Dive Brief:
- Trucking groups this week applauded the Trump administration’s plan to reconsider truck emissions rules, which the industry had argued were unachievable on existing timelines.
- The American Trucking Associations, the Truckload Carriers Association and the Owner-Operator Independent Drivers Association were among the groups praising the Environmental Protection Agency’s decision to reopen its greenhouse gas Phase 3 standard and review the Nitrous Oxide (NOx) rule.
- “GHG3 in its current form is unachievable given the state of battery-electric technology and the sheer lack of charging infrastructure,” ATA President Chris Spear said in a statement. “This rule has been an albatross for the trucking industry, threatening to reduce equipment availability, increase costs for businesses and consumers, and cause major supply chain disruptions.”
Dive Insight:
The stricter emissions standards, set by the Biden administration in 2022, sought to remove harmful pollutants from truck exhaust and encourage hydrogen and battery-powered electric vehicle adoption.
The GHG3 standard would have applied to trucks beginning in model-year 2027, and the NOx rule sought to curb those emissions from new trucks by up to 90% by 2031.
The Biden administration had granted waivers allowing California, which suffers from the worst air quality in the country, to set more aggressive emissions standards than EPA rules.
Under the second Trump administration, Spear said, the ATA looks forward to working with the EPA on a new national rule that “will prevent states like California from attempting to make an end run around the administration, creating a patchwork of impossible mandates that would jeopardize our economy.”
The TCA will continue to push “to ensure that emissions regulations strike a balance between environmental progress and the trucking industry's operational realities,” the group said an emailed statement.
OOIDA President Todd Spencer said the Biden administration’s EPA rules threatened to regulate small-business truckers out of existence.

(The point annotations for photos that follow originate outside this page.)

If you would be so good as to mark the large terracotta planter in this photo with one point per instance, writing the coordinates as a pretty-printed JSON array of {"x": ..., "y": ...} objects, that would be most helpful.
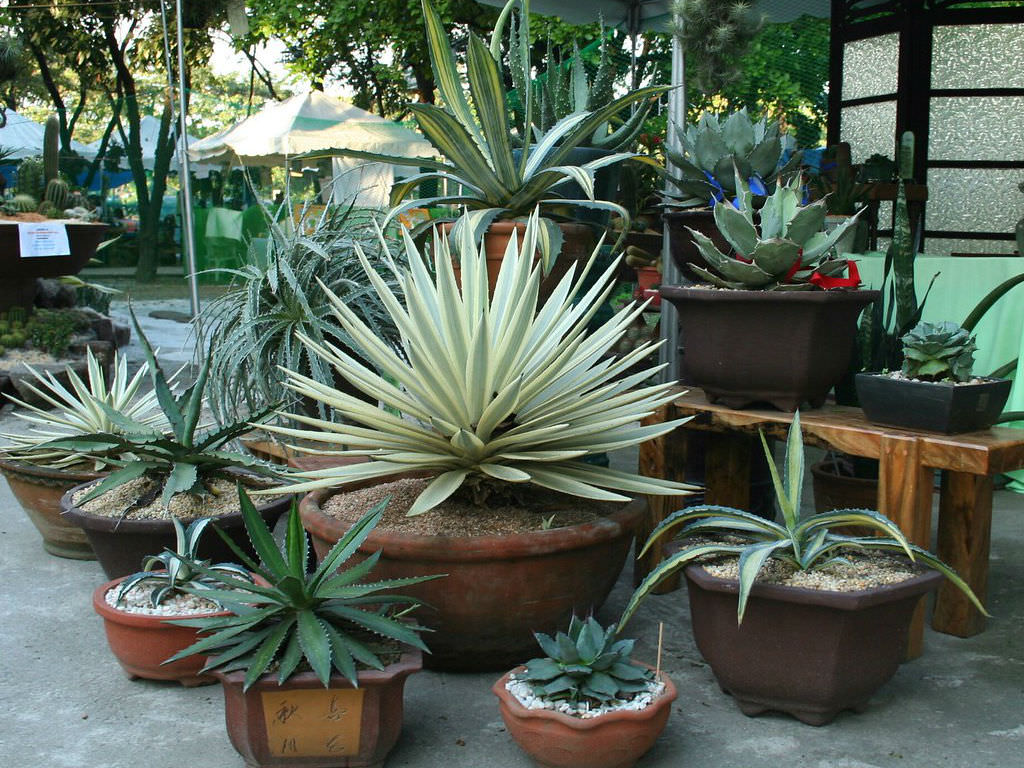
[
  {"x": 499, "y": 589},
  {"x": 121, "y": 545},
  {"x": 141, "y": 642},
  {"x": 553, "y": 739},
  {"x": 779, "y": 347},
  {"x": 38, "y": 489},
  {"x": 806, "y": 652},
  {"x": 301, "y": 723},
  {"x": 577, "y": 246},
  {"x": 17, "y": 275}
]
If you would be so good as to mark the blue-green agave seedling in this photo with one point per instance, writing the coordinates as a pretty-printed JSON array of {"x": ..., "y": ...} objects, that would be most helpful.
[
  {"x": 587, "y": 664},
  {"x": 938, "y": 351},
  {"x": 323, "y": 616},
  {"x": 805, "y": 543},
  {"x": 178, "y": 570},
  {"x": 786, "y": 249}
]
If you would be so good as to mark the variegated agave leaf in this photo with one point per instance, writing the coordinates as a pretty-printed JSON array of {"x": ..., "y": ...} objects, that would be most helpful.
[
  {"x": 487, "y": 389},
  {"x": 78, "y": 410}
]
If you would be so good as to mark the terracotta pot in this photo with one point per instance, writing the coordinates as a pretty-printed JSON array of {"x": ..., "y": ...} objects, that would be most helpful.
[
  {"x": 935, "y": 407},
  {"x": 121, "y": 545},
  {"x": 301, "y": 723},
  {"x": 141, "y": 642},
  {"x": 806, "y": 652},
  {"x": 554, "y": 739},
  {"x": 545, "y": 574},
  {"x": 17, "y": 275},
  {"x": 577, "y": 246},
  {"x": 38, "y": 489},
  {"x": 780, "y": 347}
]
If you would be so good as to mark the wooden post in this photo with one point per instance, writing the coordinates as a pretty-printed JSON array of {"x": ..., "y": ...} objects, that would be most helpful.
[
  {"x": 965, "y": 537},
  {"x": 905, "y": 498}
]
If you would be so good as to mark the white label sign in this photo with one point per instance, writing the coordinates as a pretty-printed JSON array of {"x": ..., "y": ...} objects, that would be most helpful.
[{"x": 43, "y": 239}]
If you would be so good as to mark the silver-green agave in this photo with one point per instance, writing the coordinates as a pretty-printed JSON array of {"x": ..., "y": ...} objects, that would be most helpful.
[
  {"x": 487, "y": 391},
  {"x": 78, "y": 409}
]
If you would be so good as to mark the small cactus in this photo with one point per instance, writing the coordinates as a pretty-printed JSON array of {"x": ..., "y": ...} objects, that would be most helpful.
[{"x": 938, "y": 351}]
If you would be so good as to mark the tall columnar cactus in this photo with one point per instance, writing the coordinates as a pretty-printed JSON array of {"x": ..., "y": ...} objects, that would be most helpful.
[
  {"x": 938, "y": 351},
  {"x": 51, "y": 147},
  {"x": 787, "y": 251}
]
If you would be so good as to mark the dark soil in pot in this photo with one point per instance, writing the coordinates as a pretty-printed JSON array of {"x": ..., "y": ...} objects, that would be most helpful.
[
  {"x": 785, "y": 348},
  {"x": 500, "y": 588},
  {"x": 121, "y": 544}
]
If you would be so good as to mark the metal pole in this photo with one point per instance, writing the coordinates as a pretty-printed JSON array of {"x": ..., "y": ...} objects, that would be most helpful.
[
  {"x": 184, "y": 174},
  {"x": 670, "y": 272}
]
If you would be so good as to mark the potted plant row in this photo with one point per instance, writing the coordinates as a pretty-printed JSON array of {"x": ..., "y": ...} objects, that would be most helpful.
[{"x": 797, "y": 616}]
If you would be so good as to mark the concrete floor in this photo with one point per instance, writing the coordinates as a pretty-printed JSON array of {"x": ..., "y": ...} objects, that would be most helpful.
[{"x": 66, "y": 702}]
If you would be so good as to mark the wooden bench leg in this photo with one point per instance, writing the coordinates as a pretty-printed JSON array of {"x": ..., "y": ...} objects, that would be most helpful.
[
  {"x": 905, "y": 498},
  {"x": 965, "y": 536},
  {"x": 664, "y": 457}
]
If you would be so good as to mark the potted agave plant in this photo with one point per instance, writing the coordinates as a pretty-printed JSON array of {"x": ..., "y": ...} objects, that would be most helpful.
[
  {"x": 936, "y": 388},
  {"x": 136, "y": 609},
  {"x": 312, "y": 664},
  {"x": 587, "y": 704},
  {"x": 776, "y": 322},
  {"x": 497, "y": 402},
  {"x": 185, "y": 473},
  {"x": 39, "y": 477},
  {"x": 762, "y": 591},
  {"x": 491, "y": 157}
]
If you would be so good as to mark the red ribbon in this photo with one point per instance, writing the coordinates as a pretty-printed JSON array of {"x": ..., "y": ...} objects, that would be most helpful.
[{"x": 827, "y": 283}]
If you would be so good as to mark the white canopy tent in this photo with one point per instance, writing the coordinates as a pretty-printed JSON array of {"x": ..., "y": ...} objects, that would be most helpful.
[
  {"x": 24, "y": 137},
  {"x": 316, "y": 122}
]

“Mom and pop trucking businesses would be suffocated by the sheer cost and operational challenges of effectively mandating zero emission trucks,” Spencer said in an emailed statement. “Vehicle reliability and affordability are top priorities for OOIDA members and we have yet to see proof that electric CMVs are a practical option for most trucking businesses considering the price tag and lack of charging infrastructure.”